|Publisher/s:||Century/Penguin Random House|
|Disclaimer:||Penguin Random House South Africa kindly sent me a copy in exchange for an honest review|
Jenny Morrow Kristal was only six years old when she went missing from a quiet and safe neighborhood. Jenny’s mother had sent her to visit her friend Toni for a play-date but the little girl never arrived. Jenny then became nothing more than a faded child’s face on a Missing poster tacked to a notice board that people long since stopped staring at. Twelve years later and an eighteen year old Jenny walks into a police station claiming to have been kidnapped by two people known only (to Jenny) as ‘Mother’ and ‘Father’ whom she claimed sexually abused her, and from whom she finally managed to escape.
Reunited with her parents and brother Ben, Jenny spends the first night back home in her old room which is now just a sort of awkward spare room with a fold-out bed and a Playstation, and as she lies in the dark pondering her new life she hears Ben outside her room say something that will make her start wondering whether coming home was such a good idea. Something in the Kristal home seems off, and even though Jenny certainly has plenty of secrets of her own, it seems her family may have even more reason to be secretive.
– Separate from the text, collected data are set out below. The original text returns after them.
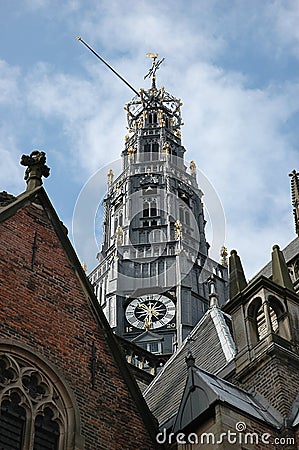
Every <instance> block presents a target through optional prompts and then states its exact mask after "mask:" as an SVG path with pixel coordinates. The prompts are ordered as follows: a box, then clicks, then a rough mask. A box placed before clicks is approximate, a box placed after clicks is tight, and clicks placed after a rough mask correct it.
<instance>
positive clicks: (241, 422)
mask: <svg viewBox="0 0 299 450" xmlns="http://www.w3.org/2000/svg"><path fill="white" fill-rule="evenodd" d="M236 430H237V431H240V432H241V431H245V430H246V423H245V422H237V423H236Z"/></svg>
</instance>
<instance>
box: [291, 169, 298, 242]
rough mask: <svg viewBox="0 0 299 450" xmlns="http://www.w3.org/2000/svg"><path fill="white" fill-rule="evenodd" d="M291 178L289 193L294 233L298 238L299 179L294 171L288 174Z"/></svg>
mask: <svg viewBox="0 0 299 450" xmlns="http://www.w3.org/2000/svg"><path fill="white" fill-rule="evenodd" d="M289 176H290V177H291V192H292V205H293V207H294V209H293V213H294V219H295V231H296V233H297V235H298V236H299V179H298V173H297V172H296V170H295V169H294V170H293V171H292V173H290V174H289Z"/></svg>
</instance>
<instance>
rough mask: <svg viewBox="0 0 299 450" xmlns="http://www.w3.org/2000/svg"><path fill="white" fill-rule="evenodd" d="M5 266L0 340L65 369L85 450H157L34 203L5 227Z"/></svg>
mask: <svg viewBox="0 0 299 450" xmlns="http://www.w3.org/2000/svg"><path fill="white" fill-rule="evenodd" d="M35 233H36V244H37V247H36V251H35V260H34V266H33V269H32V267H31V263H32V255H33V243H34V236H35ZM0 259H1V268H0V283H1V287H0V290H1V297H0V304H1V308H0V322H1V328H0V338H1V339H3V338H4V339H14V340H15V341H16V342H20V343H23V344H25V345H27V346H29V347H30V348H32V351H33V352H37V353H38V354H40V355H42V356H43V357H46V358H47V359H48V360H49V361H50V362H51V363H53V364H55V365H56V367H58V368H59V370H60V372H61V373H62V374H63V376H64V378H65V379H66V380H67V382H68V384H69V387H71V389H72V390H73V393H74V395H75V397H76V400H77V403H78V405H79V410H80V416H81V425H82V430H81V434H82V435H83V436H84V438H85V447H84V448H85V449H86V450H97V449H109V450H113V449H122V450H126V449H127V450H134V449H136V450H137V449H138V450H141V449H144V450H149V449H151V448H154V445H153V442H152V440H151V438H150V437H149V433H148V431H147V429H146V427H145V425H144V422H143V420H142V419H141V417H140V414H139V411H138V408H137V406H136V402H135V401H134V399H133V397H132V395H131V394H130V392H129V390H128V387H127V385H126V383H125V381H124V378H123V376H122V375H121V373H120V370H119V366H118V364H117V362H116V361H115V358H114V357H113V355H112V354H111V350H110V348H109V346H108V344H107V337H106V331H105V328H103V327H101V326H99V324H98V323H97V319H96V314H95V313H94V312H93V308H92V307H91V306H90V300H88V298H87V297H86V295H85V294H84V290H83V289H82V285H81V284H80V282H79V278H78V276H77V275H76V270H75V268H74V267H72V265H71V263H70V261H69V259H68V257H67V255H66V252H65V250H64V248H63V247H62V246H61V243H60V241H59V239H58V237H57V234H56V232H55V230H54V228H53V226H52V223H51V220H50V219H49V217H48V214H46V212H45V211H44V209H43V208H42V207H41V206H40V205H35V204H32V203H28V204H27V205H26V206H25V207H23V208H22V209H20V210H18V211H17V213H16V214H15V215H13V216H12V217H9V218H7V219H6V220H5V221H4V222H1V223H0ZM93 342H94V343H95V348H96V356H97V359H98V371H97V374H96V378H95V389H92V387H91V371H90V358H91V346H92V343H93ZM123 363H124V364H125V360H124V362H123Z"/></svg>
Though the first few weeks back are filled with the trauma of reporters begging for interviews and the police keen to find out what happened to Jenny all those years ago, nothing is as ominous as the life Jenny Kristal seemed to have lived before she was kidnapped. Her mind races with questions, the most notable one being why Ben doesn’t seem to be very happy with his sister’s return, and why he is constantly trying to match his own memories of their childhood with her own. He seemed to struggle for years with her disappearance according to his online ramblings. Is he testing her?
“Be careful. You’re not safe in that house.”
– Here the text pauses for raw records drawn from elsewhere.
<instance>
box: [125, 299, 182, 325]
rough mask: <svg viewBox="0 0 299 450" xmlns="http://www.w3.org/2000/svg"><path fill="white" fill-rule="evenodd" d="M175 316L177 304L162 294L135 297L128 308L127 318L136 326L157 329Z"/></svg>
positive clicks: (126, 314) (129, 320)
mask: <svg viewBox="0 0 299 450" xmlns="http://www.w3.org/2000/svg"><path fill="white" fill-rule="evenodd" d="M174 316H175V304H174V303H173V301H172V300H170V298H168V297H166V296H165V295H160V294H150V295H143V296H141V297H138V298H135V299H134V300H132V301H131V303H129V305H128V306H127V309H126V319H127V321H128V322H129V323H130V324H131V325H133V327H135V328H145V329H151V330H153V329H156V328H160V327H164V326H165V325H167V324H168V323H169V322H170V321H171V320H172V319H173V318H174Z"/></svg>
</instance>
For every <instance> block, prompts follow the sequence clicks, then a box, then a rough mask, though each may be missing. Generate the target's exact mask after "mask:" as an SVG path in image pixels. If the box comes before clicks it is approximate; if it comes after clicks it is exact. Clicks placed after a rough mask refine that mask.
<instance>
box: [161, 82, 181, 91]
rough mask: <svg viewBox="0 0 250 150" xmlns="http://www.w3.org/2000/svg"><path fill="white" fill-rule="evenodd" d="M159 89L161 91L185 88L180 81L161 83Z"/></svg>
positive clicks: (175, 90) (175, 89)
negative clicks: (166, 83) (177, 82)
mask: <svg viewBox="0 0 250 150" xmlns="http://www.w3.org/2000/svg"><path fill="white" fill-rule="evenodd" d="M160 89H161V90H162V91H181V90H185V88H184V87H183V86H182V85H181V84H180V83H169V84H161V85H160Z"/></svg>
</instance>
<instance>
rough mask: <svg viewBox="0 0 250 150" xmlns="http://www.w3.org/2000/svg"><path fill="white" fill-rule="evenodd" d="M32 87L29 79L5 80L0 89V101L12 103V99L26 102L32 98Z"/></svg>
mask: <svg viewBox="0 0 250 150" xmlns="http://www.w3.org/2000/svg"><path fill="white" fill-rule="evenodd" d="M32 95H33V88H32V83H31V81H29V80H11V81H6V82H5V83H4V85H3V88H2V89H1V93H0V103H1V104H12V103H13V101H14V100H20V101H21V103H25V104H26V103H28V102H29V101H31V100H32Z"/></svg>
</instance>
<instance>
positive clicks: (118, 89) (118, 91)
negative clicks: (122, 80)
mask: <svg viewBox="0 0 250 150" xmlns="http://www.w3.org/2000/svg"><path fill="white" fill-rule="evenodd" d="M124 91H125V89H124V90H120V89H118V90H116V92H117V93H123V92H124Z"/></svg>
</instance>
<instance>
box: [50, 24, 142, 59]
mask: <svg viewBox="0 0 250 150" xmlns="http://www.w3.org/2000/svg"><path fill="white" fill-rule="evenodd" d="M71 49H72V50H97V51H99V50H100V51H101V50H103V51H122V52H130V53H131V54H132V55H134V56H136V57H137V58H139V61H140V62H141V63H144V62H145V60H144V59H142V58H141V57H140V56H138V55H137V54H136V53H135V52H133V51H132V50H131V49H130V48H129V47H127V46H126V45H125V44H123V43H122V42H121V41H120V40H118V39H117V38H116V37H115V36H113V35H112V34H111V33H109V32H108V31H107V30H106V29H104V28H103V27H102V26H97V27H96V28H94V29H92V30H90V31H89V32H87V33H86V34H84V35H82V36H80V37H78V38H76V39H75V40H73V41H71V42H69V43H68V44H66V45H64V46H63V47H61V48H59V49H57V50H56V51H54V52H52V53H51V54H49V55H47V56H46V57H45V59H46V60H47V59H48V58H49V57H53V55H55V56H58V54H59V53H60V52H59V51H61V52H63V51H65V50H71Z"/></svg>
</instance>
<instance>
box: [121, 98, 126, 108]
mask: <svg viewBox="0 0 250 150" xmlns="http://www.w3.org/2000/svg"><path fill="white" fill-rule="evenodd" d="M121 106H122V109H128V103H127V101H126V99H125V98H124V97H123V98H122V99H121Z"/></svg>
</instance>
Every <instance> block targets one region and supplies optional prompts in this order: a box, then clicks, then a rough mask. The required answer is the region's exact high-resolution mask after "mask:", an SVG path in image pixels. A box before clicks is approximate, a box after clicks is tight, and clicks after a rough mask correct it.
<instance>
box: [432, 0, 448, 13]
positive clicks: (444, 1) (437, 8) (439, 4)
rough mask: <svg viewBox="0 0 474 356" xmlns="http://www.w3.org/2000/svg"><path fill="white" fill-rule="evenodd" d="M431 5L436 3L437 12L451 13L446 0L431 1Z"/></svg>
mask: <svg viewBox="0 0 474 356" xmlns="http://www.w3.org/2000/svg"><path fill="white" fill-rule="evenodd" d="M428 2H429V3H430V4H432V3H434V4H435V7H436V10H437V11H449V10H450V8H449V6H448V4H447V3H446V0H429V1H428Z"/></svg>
In addition to Ben’s suspicions, and her parent’s very obvious lack of suspicion, Jenny begins receiving messages on her Facebook account from an anonymous stranger warning her that she may no longer be safe in the Kristal’s home. Jenny also learns of a retired policeman who had tried unsuccessfully for years to make contact with her parents regarding her case, and whom they chose to ignore. Why? Instead of settling in Jenny feels more and more alienated by her new life, and by the Jenny that once was. Who was Jenny Kristal at six years old? Why did all her old neighbors in their individual testimonies refer to her as a “normal….sweet, adorable, six-year-old girl”, all using the exact same phrasing, and yet as Jenny investigates further it turns out she didn’t appear to have had any friends growing up at all? As more and more questions appear around every corner, and an anxious-ridden feeling permeates Jenny’s new life the names of other missing girls from all those years ago start coming up…
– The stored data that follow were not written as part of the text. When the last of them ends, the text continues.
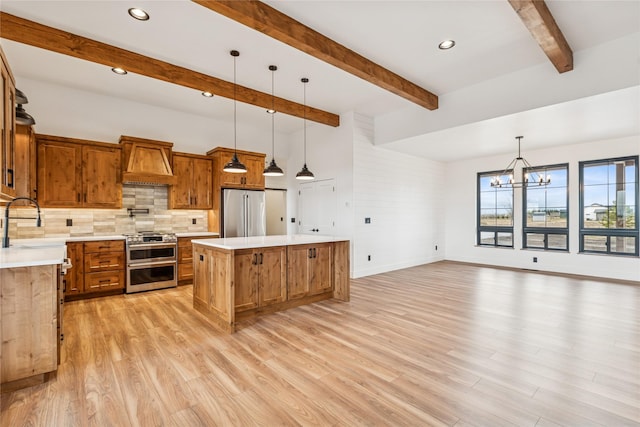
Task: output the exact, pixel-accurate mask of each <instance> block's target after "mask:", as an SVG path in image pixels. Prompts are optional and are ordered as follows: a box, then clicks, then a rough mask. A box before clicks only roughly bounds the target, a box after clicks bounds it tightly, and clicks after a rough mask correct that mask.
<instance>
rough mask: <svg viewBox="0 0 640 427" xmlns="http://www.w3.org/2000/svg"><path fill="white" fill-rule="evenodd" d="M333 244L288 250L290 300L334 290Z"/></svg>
mask: <svg viewBox="0 0 640 427" xmlns="http://www.w3.org/2000/svg"><path fill="white" fill-rule="evenodd" d="M333 248H334V244H333V243H319V244H313V245H296V246H289V247H288V248H287V251H288V254H287V257H288V260H289V266H288V288H289V297H288V298H289V299H290V300H292V299H296V298H302V297H305V296H310V295H317V294H321V293H324V292H330V291H331V290H332V289H333Z"/></svg>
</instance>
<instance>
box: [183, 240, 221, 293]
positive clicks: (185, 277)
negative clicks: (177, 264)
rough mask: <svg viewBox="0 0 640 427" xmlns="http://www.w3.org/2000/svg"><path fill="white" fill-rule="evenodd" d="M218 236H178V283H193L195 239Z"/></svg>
mask: <svg viewBox="0 0 640 427" xmlns="http://www.w3.org/2000/svg"><path fill="white" fill-rule="evenodd" d="M215 238H217V236H193V237H178V285H190V284H191V283H193V245H192V244H191V241H192V240H193V239H215Z"/></svg>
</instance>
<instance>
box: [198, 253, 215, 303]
mask: <svg viewBox="0 0 640 427" xmlns="http://www.w3.org/2000/svg"><path fill="white" fill-rule="evenodd" d="M212 261H213V260H212V257H211V255H209V253H208V251H207V250H205V249H204V248H202V247H194V248H193V299H194V303H199V304H200V305H201V306H202V307H206V308H209V304H210V298H211V292H210V287H211V286H212V271H211V270H212Z"/></svg>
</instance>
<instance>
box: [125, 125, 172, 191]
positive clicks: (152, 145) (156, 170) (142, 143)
mask: <svg viewBox="0 0 640 427" xmlns="http://www.w3.org/2000/svg"><path fill="white" fill-rule="evenodd" d="M119 143H120V145H121V146H122V151H123V156H122V159H123V160H122V161H123V163H122V166H123V167H122V183H123V184H134V183H137V184H151V185H173V184H175V183H176V182H177V177H176V176H174V175H173V172H172V170H171V156H172V152H171V148H172V147H173V144H172V143H170V142H163V141H155V140H150V139H144V138H136V137H133V136H125V135H122V136H121V137H120V141H119Z"/></svg>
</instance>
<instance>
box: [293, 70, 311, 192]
mask: <svg viewBox="0 0 640 427" xmlns="http://www.w3.org/2000/svg"><path fill="white" fill-rule="evenodd" d="M300 81H301V82H302V83H304V86H303V87H304V103H303V106H304V110H303V117H304V166H302V169H301V170H300V172H298V173H297V174H296V179H301V180H310V179H314V178H315V177H314V176H313V172H311V171H310V170H309V169H307V83H309V79H308V78H306V77H303V78H302V79H301V80H300Z"/></svg>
Barnett’s well-plotted thriller keeps the reader constantly guessing, and even when you think you have figured it all out you very quickly realize you do not in fact know anything at all. Much like the feeling of anxiety, Safe keeps you turning the pages nervously as you wait for all the lurking secrets to implode upon this clearly traumatized family. Memories, and how they can be manipulated and altered over time is a major device that allows for the constant feeling of unreliability. As with any good thriller the unknown is a major player, and the untrustworthy characters and a past filled with empty chasms makes for a nerve-wracking read.